Ou seja, apesar de ter ficado a sete pontos do primeiro lugar, Arne Slot ganhou a corrida à sucessão de Jurgen Klopp em Anfield e não perdeu a oportunidade que lhe foi estendida numa passadeira vermelha, recusando-se a ficar em Roterdão na expectativa de recuperar o ceptro em 2024/25.

Sendo particularmente saborosos para os presidentes, os ciclos hegemónicos não garantem o mesmo tipo de retorno a quem chefia o balneário, sobretudo se estivermos a falar de competições com um desnível acentuado no que respeita à relação entre o número de concorrentes e aqueles que usufruem de reais possibilidades para correr atrás do ouro.

Uma coisa é Pep Guardiola fazer história em Inglaterra com o tetra celestial e outra é uma competição de menor expressão e competitividade oferecer um domínio significativo a um determinado clube, seja em Portugal ou nos Países Baixos.
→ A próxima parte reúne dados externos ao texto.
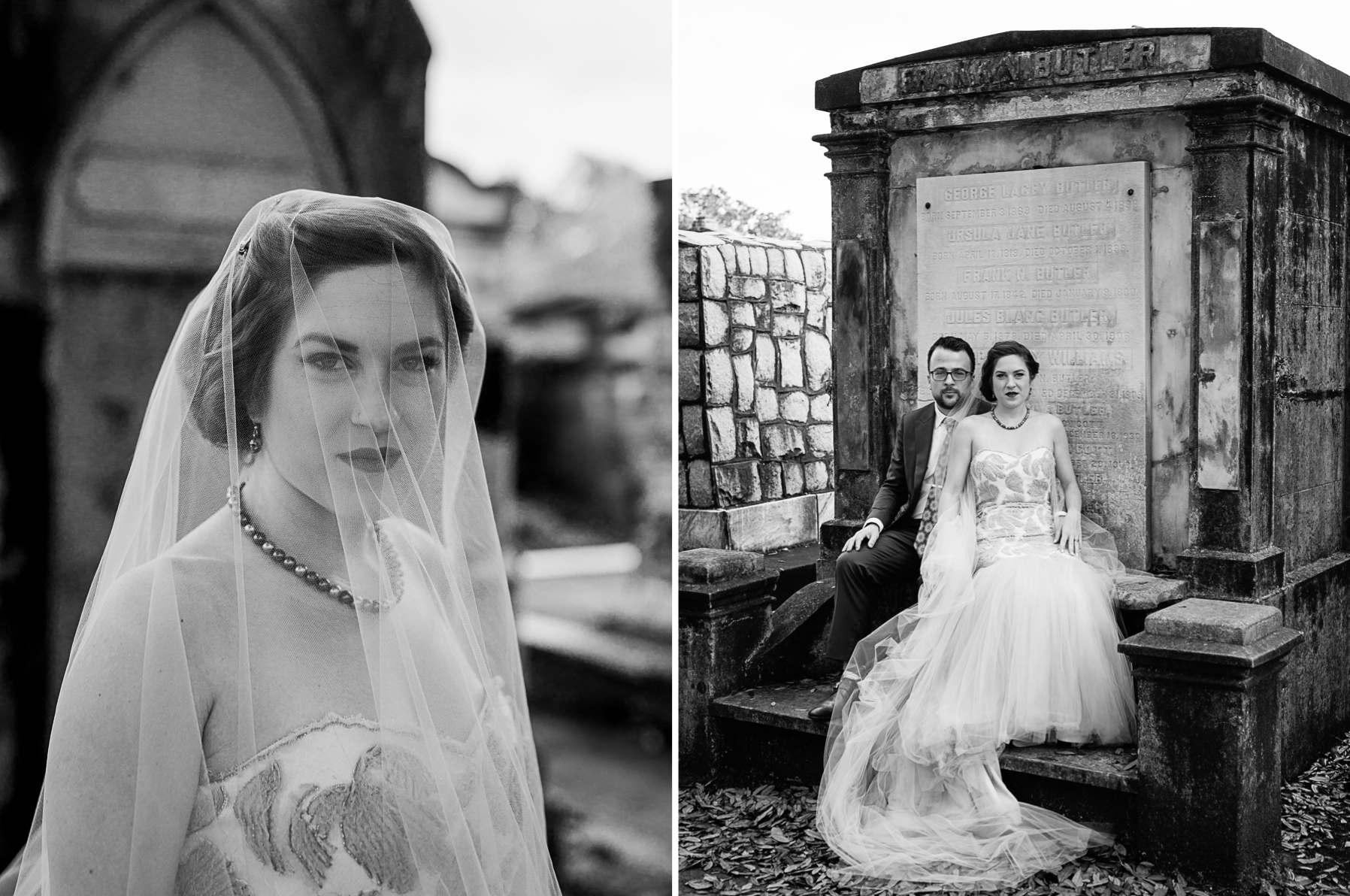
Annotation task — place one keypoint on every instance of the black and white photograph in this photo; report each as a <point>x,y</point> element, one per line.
<point>1012,443</point>
<point>337,494</point>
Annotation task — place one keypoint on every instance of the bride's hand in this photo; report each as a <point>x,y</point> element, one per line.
<point>1068,532</point>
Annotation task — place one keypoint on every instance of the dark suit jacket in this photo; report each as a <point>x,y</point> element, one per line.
<point>909,462</point>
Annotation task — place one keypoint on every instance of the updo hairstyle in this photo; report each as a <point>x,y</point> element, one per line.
<point>1005,350</point>
<point>327,241</point>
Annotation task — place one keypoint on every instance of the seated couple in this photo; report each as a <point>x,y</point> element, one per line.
<point>1012,639</point>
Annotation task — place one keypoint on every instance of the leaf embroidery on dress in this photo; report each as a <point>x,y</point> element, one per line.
<point>310,829</point>
<point>254,810</point>
<point>207,872</point>
<point>205,807</point>
<point>389,809</point>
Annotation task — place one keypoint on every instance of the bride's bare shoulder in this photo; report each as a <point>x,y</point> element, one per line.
<point>973,422</point>
<point>198,574</point>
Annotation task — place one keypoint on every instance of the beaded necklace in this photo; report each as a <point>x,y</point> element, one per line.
<point>234,495</point>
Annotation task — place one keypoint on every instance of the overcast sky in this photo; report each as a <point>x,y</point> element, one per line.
<point>746,72</point>
<point>520,88</point>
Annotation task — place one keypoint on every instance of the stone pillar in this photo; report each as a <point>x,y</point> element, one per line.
<point>861,338</point>
<point>1209,689</point>
<point>1237,147</point>
<point>724,610</point>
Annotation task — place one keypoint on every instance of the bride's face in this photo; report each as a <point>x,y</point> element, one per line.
<point>1012,382</point>
<point>357,390</point>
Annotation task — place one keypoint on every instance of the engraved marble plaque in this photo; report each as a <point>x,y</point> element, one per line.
<point>1058,261</point>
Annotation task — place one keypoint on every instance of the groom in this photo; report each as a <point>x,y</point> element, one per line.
<point>883,549</point>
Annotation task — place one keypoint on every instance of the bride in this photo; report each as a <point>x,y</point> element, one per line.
<point>296,671</point>
<point>1012,640</point>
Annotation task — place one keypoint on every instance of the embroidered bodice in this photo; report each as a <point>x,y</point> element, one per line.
<point>344,807</point>
<point>1012,502</point>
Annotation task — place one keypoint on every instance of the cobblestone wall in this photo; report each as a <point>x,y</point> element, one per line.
<point>755,392</point>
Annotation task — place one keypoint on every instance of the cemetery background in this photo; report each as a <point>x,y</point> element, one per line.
<point>1244,463</point>
<point>139,137</point>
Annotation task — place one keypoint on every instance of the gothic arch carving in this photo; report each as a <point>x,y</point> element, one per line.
<point>200,114</point>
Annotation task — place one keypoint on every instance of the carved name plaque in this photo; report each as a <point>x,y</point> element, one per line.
<point>1056,259</point>
<point>1106,59</point>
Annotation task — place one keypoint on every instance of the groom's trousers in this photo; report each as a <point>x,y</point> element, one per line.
<point>859,578</point>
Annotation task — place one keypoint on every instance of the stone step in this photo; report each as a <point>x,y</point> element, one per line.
<point>774,736</point>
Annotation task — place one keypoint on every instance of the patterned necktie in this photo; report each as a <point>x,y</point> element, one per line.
<point>929,514</point>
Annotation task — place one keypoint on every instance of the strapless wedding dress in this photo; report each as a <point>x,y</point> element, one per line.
<point>347,809</point>
<point>1012,641</point>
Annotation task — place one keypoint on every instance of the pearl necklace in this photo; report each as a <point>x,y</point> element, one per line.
<point>234,495</point>
<point>1025,417</point>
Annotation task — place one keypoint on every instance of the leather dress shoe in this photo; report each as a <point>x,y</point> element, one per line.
<point>822,713</point>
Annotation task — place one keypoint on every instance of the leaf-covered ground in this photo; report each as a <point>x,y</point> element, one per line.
<point>763,840</point>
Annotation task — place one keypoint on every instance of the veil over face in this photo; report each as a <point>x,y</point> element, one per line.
<point>298,670</point>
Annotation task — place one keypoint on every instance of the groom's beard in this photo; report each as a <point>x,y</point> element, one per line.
<point>946,398</point>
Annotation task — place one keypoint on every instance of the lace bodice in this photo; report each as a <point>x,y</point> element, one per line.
<point>342,806</point>
<point>1012,502</point>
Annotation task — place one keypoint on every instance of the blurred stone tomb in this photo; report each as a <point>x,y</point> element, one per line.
<point>1160,215</point>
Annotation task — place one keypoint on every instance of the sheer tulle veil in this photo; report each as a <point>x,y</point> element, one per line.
<point>328,373</point>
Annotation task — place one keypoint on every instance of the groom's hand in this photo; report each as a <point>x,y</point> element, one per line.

A competência, qualidade e astúcia que Rúben Amorim e Sérgio Conceição demonstraram nas provas internacionais sempre que as suas equipas tiveram oportunidade de defrontar os melhores, isso, sim, constituiu um fator diferenciador no mapa das transferências, um pouco (ou bastante...) à semelhança do que se passa com os jogadores.

E da mesma forma que Jorge Nuno Pinto da Costa se equivocou ao ignorar o timing certo para a renúncia, também os treinadores que estão muito acima da média correm o risco de protelar sem nenhuma espécie de lógica o salto para outra dimensão.

A menos que tudo aquilo que foi tornado público nunca tivesse correspondido à verdade, Amorim deve perceber que as várias abordagens que recebeu encaixam como uma luva num tempo em que pode deixar o País como campeão.

Trocar um adeus airoso (e de certeza muito compensador do ponto de vista financeiro para o Sporting) pelo cumprimento do contrato representa um louvável ato de coragem, recheado de perigos e de incógnitas. Como qualquer profissional dos três grandes sabe, as garantias de sucesso continuado não são assim tão ilimitadas e se fossem não era por aí que se iria começar a escrever um conto de fadas internacional.

Rúben, tanto quanto se percebe, prepara-se para cometer um grande erro. Daqueles que podem fazer cair muitas lágrimas por dentro e por fora e que adiam as pazes com a vida. Mais vale começar já a treinar a saudade.